Magritte himself showed communist sympathies in the 1920s and joined the Belgian Communist Party in 1945. Eighteen months later, his enthusiasm had waned, but he would remain attached to the ideals that had impelled him to join in the first place.

All this is anecdotal, of course, in regard to his work, which is very much self-contained. His paintings are in fact, both in content and style, quite close to the rebus, or picture puzzle, that could be found on dessert plates, and were also published in newspapers in his day. The paintings are wittier and more enigmatic of course, and indeed, they all seem to reflect the view that life itself is a puzzle without a (ready) solution.

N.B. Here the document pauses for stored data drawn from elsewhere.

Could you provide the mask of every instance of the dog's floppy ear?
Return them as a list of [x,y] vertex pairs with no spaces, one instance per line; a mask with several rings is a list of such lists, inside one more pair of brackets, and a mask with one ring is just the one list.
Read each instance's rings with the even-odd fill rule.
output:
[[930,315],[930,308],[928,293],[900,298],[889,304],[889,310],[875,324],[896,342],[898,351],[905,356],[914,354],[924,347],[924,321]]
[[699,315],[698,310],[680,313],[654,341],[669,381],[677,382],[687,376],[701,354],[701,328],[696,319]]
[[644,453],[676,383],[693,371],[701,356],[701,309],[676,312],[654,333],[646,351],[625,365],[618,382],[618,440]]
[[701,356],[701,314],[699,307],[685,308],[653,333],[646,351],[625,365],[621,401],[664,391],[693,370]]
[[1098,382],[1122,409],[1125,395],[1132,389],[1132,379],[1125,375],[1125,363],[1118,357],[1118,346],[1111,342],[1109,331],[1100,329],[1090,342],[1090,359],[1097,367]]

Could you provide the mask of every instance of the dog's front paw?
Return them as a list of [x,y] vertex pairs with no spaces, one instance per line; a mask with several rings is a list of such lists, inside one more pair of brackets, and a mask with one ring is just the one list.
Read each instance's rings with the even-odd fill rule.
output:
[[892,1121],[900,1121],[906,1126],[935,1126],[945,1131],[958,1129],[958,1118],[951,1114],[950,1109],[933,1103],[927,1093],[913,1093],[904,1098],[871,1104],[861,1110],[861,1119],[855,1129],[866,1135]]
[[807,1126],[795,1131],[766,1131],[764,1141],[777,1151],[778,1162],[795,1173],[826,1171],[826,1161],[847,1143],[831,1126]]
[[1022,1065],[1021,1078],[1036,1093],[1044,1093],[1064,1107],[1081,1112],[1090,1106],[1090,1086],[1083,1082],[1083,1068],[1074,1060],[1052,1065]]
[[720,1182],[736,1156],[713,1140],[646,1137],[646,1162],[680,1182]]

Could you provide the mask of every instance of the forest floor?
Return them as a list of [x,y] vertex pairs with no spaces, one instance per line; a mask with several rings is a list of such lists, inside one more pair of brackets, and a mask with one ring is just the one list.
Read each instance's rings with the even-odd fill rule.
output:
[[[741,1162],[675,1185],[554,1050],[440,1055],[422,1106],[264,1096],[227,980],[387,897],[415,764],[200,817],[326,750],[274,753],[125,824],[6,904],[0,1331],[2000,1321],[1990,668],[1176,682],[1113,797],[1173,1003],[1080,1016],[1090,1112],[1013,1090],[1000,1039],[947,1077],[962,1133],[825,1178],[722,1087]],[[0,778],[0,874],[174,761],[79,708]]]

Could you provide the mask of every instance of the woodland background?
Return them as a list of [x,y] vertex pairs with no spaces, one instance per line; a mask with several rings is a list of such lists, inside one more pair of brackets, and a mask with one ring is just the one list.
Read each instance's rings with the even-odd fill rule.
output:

He was, in fact, a painter of ideas.

Semioticians and conceptual artists love some of his finds, including the picture of a pipe that is "not a pipe."

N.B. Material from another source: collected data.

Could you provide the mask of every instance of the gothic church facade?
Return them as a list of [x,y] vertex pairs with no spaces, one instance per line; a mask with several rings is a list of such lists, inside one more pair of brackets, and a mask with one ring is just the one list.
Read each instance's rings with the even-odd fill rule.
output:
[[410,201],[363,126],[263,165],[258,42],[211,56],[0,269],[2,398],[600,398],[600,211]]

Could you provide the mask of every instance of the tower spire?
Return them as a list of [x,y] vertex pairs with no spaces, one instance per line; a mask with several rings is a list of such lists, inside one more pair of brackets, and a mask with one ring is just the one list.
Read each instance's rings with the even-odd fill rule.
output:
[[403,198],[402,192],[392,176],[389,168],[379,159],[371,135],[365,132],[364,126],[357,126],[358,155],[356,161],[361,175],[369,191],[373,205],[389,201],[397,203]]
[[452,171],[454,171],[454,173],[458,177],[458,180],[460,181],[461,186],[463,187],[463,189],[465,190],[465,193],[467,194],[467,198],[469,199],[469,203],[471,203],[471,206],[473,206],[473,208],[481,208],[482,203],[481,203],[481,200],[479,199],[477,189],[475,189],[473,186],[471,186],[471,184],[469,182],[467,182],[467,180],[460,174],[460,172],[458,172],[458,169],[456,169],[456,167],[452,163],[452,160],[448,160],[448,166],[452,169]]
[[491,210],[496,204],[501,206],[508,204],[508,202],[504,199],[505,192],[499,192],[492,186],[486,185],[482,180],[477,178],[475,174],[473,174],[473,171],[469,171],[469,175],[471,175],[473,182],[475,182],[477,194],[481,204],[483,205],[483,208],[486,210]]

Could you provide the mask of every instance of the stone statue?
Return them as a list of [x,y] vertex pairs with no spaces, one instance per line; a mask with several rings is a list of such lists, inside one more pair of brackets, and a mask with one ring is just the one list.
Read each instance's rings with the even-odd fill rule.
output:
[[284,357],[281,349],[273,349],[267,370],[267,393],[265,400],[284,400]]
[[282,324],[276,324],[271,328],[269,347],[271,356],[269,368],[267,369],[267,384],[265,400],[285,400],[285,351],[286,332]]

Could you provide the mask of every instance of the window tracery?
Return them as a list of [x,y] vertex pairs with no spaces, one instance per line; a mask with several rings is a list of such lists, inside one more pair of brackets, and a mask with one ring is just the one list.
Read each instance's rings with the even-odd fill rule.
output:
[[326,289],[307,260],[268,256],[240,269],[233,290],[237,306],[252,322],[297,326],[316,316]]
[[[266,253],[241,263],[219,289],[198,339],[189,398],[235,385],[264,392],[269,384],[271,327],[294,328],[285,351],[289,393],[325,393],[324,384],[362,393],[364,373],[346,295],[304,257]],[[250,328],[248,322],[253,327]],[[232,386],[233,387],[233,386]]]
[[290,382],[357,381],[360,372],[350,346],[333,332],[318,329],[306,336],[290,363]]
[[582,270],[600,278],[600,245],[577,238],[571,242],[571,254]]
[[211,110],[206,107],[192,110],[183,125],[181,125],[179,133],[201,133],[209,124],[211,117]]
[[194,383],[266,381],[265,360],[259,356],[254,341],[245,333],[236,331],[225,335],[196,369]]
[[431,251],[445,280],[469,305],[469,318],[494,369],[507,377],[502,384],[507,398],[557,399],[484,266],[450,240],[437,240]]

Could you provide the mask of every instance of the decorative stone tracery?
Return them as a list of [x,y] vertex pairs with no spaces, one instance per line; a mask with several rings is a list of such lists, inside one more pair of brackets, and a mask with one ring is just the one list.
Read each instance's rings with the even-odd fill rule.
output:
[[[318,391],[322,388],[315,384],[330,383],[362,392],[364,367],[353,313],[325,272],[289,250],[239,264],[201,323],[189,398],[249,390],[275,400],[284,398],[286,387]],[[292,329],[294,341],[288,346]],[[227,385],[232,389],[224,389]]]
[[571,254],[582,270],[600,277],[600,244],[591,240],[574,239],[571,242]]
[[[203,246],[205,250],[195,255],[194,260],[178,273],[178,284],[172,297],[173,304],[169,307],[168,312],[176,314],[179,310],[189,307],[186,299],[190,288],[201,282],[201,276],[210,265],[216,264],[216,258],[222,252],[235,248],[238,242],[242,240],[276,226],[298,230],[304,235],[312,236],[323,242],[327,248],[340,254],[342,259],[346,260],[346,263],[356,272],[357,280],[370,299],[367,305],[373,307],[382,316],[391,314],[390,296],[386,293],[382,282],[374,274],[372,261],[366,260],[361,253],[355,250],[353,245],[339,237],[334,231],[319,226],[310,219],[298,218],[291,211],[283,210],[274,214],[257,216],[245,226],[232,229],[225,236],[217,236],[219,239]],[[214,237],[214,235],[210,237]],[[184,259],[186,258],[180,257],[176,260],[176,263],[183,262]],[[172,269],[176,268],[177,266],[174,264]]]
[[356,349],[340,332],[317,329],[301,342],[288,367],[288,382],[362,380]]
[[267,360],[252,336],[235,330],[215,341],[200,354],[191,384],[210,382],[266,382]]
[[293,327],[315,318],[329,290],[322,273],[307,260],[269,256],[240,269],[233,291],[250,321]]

It makes a first, and rather obvious point that the picture of a pipe is not itself a pipe, just as the platonic idea of "a bed" is not itself a bed (as Socrates explains in Plato's "Republic").

But other theories also resonate here, including aesthetic theories touching upon realism and the Marxist theory of ideology and superstructure that were very much part of the artistic debate in those years.

Psychoanalysts and philosophers also appreciate a considerable fund of convenient images that allow them to clarify and illustrate their own ideas. Consider a painting entitled "Les jours gigantesques" (1928), which shows a naked woman, desperately repulsing the persistent advances of a man.

The man himself only exists as an image projected on the woman's body.

In rather the same vein, "Tentative de l'impossible" (1928) shows Magritte himself painting the missing left arm of a woman (Georgette) as she stands naked before him.

These paintings may not reveal much about Magritte's own psyche, but they are an eloquent illustration of the psychoanalytic notion of projection.

Other works seem to be provocatively, or desperately, humorous. "L'Invention collective" (1935), for instance, depicts a siren lying on a beach. But this is a rather special siren: The lower part of her body is that of a woman, while the upper part is a fish with a fish head — a reversal of the standard figure in the port of Copenhagen that tends to take all the romance out of the fantasy.

When Belgium was occupied, during the 1940s, Magritte began to paint some rather trite pastiches of Renoir — ostensibly because he wanted to do something cheerful in a grim phase of history. Then, in the postwar years, he went on to paint a number of garish, offensively ugly works which constitute his so-called vache period. "Vache" means cow, of course, but in French slang, it also means nasty, mean, unkind.

Not surprisingly, not a single painting was sold that year, and Magritte reverted to his former style. What had actually happened during those years, the black box did not reveal.

In any event, he remains one of the 20th century's most challenging inventors of images.